This first volume of Valentina Goncharova's home studio recordings is devoted to her remarkable solo work over a four year period from 1987. The first six tracks in particular illustrate her genius for balancing written composition with spontaneity, and for manipulating sources (such as her voice and cello) into beautifully hypnotic maelstroms of melodic dissonance.
I have read about the breadth and artistic vision of Valentina Goncharova, her classical studies, her quest for experimentation, her embrace of musique concrete and drone, free jazz and underground rock, her interests in Boulez, Riley, Stockhausen and others, and her wildly inventive home studio shenanigans. None of which fully prepared me for the mind-melting allure of her best music, with it's hypnotic frequencies, and mastery of space and spirit.
Writers from John Lydgate, to Cervantes, Donne, and Shakespeare, have all agreed that comparisons are odious, but the title of Goncharova's fantastic piece called "Insight" brings to mind a comparison which I cannot resist. More than 40 years ago I went to see Buzzcocks and was stunned by the 30 minute set from the support group—Joy Division*—after whom Pete Shelley and co sounded like The Monkees. Had Valentina Goncharova appeared first on that bill—blasting manipulated cello strings and synthesizer keys—she would have made Ian Curtis and co sound like The Monkees and Buzzcocks sound like The Archies. Just listen to the magic and power she generates on "Insight" (even the first 60 seconds will be enough).
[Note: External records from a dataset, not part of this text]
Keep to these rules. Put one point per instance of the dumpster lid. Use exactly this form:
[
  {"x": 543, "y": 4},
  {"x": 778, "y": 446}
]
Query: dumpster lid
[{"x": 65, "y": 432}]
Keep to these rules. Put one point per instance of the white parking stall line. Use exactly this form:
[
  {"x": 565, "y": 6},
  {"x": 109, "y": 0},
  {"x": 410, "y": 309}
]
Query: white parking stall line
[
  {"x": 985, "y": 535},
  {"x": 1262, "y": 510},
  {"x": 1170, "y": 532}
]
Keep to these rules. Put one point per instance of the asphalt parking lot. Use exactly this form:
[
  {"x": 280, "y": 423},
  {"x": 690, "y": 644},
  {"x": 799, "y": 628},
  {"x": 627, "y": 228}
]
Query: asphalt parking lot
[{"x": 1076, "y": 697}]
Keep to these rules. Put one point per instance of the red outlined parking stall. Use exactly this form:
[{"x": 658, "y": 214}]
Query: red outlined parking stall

More than noise, more than avant-garde exploration, there is a cathartic and poignant quality to the extraterrestrial reverberations and exotic drone of both "Insight" and "Passageway to Eternity." In the face of these two tracks I groped for descriptors and, as usual, found only ludicrously subjective mental pictures: of electrical pulses whining along phone wires in the desert, an exhausted UFO fighting to stay aloft but losing power and sinking beneath quicksand. Separating these masterpieces is the delicate and eerie "Zen Garden'' which sounds like a duet between (and I have no experience of playing either) a Scottish fiddle and an Atari game console, as they pass in space aboard separate satellites.
"Maitreya" appears to consist of little more than muted clanging bells and the sound of Goncharova wailing into her cello strings, yet after getting "the treatment" the combined and altered sound ends up as a transcendent hyper-mantric exorcism of reason. "Higher Frequencies" the shortest tune on the album is initially sweet sounding but does have an odd atmosphere of approaching dread, like signing a 12 month lease and then realizing you've moved in next door to Craig Leon and The Clangers.
My preference would be for the album to end right there, and if this music had been released before CDs and digital downloads, then it may have. Certainly the final four tunes, including the 18 minutes of "Metamorphoses," all add to the experimental variety, yet to me they sound like they belong on a different disc. Dissenters can just be happy with the bonus. Make no mistake, though, Vol1 is an astonishing discovery, as mystifying as it is satisfying. I picture two trains on parallel tracks. One train is called composition and the other is improvisation. Valentina Goncharova is driving both. She keeps both trains close, makes them switch tracks, even runs both on the same track, all without causing a crash.
*Joy Division has a completely different song called "Insight."